Friday, October 4, 2013

tcp syn flooding ... why does this keep happening?

Linux itself is just a kernel, all of the crap around the kernel, from bash, to KDE is considered part of the distro.  Linux distros come in many flavors, shapes and sizes.  This is benificial to everyone as it allows for a few generic "types" of distros that can then specialize with further customizations.    For example, Ubuntu is derived from the Debian base type.  Similarly CentOS is derived from Red Hat Enterprise Linux.

The differences between CentOS and RHEL are mostly related to licensing and support.  Red Hat the company publishes, maintains and supports the Red Hat Enterprise Linux ( RHEL ) distribution.  Their product isn't Linux, it's actually supporting and maintaining the distribution around Linux.  CentOS is not a product, it's maintained by the community according to their perfectly adequate community standards.

Amazon also makes it's own AMI.  There AMI is specifically designed to work in their EC2 environment.  The expectation is that this AMI will be used in a high traffic environment.

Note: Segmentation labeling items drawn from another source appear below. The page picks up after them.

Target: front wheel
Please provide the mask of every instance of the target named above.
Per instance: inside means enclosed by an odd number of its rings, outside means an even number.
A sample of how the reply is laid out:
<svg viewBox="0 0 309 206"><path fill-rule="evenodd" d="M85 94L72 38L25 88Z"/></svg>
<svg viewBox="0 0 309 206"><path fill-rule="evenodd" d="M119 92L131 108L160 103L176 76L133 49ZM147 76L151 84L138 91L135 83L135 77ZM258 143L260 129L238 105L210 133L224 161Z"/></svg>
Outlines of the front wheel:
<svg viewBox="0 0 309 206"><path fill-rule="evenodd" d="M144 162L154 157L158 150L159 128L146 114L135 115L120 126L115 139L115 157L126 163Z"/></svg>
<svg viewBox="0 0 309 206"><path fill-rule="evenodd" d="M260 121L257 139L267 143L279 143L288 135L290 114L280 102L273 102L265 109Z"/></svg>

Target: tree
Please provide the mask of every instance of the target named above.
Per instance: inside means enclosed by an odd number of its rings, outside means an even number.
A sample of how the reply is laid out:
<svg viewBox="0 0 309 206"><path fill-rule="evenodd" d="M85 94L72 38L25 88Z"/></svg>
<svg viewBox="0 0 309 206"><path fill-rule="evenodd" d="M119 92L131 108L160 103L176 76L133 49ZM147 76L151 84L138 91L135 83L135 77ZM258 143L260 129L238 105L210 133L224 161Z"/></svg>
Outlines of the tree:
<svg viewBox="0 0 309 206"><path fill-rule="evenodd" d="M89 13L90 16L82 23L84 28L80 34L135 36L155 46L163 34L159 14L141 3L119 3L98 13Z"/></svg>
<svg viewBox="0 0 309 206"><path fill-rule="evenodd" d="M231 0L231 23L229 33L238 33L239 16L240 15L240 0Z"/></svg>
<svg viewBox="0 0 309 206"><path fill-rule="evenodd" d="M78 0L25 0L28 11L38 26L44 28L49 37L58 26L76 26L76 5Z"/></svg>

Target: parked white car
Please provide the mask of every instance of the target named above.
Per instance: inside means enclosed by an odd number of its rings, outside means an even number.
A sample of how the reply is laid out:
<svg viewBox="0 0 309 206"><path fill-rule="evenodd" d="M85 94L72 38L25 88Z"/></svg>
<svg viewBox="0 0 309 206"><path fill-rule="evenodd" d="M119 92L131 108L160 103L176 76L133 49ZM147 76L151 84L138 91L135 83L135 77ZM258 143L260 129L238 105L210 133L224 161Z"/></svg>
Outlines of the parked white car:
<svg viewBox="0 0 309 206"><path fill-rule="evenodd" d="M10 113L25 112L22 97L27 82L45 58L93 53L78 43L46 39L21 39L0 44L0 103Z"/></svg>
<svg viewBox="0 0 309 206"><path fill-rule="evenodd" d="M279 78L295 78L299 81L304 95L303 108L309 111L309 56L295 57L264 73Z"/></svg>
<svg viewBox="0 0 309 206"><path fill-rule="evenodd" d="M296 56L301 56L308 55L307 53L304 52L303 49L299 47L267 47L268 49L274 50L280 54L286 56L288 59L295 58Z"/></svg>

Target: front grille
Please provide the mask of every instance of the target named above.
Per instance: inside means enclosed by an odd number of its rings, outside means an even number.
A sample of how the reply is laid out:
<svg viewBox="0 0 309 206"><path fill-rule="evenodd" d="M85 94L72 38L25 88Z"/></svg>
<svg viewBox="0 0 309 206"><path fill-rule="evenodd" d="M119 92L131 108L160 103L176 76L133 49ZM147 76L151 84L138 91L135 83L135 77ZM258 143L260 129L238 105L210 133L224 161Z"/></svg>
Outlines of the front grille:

When having a discussion about which distribution to go with it's important to pay attention to the expectations of use.  These expectations aren't always as obvious as the expectations around the Amazon AMI.  Amazon is making it's expectations very clear:

"the instance that you use with this AMI will take significant amounts of traffic from one or may sources"

This expectation is set by the engineers that were paid large sums of money to ensure that these expectations are reflected in every decision made by the maintainers of the Amazon AMI.  Amazon pinned their reputation on this AMI and they use it in their own production environments, that tells me quite a bit about what went into making this distro happen.  They also support it as part of an enterprise support contract.  All of these facts make the Amazon AMI a very solid choice for cloud operations.

Other distros, like CentOS are a far less clear on their expectations.  For instance, CentOS seems to live in many worlds with no clear, specific role or specialization.  However, certain choices made by the maintainer can give us an general idea of what the intent might be.

For example, if a distro made a choice to, by default, protect the system from a type of attack known as a "syn flood" you would see the following:

cat /proc/sys/net/ipv4/tcp_syncookies
1

This means that tcp_syncookies is enabled.  This is a setting which says "don't allow too many people from a single IP address flood this computer."

This is great for desktops, but it's directly in contrast to how servers are supposed to work.  This is exactly opposite of what you want in a high-volume environment.

It's a very easy fix, and in our case, all I had to do is add a single line to the startup scrip for the service nodes.

          "echo 0 > /proc/sys/net/ipv4/tcp_syncookies\n",

Easy peasy.

Here's what you would see in EC2 if you were using an ELB:

  1. Instances are fine, everything is in "In Service" state. 
  2. You run ab -n 10000 -c 500 http://your_host/hb
  3. About half way through the test the ELB goes nuts, all of the instances are in "Out of Service" state.
  4. The application is fine, but the operating system seems to be completely offline from the perspective of the load balancer, but you can ssh into the instance, and telnet works fine.
What's happening is that the box is basically being DDOS'd from the haproxy's that run as the ELB.  This type of mitigation is only useful on desktops because this is usually handled by other points upstream when in the cloud or any kind of professionally built data center environment.

I remember writing about this many years ago while working at Deep Rock Drive, I'm just astonished that we still see this today in professional environments.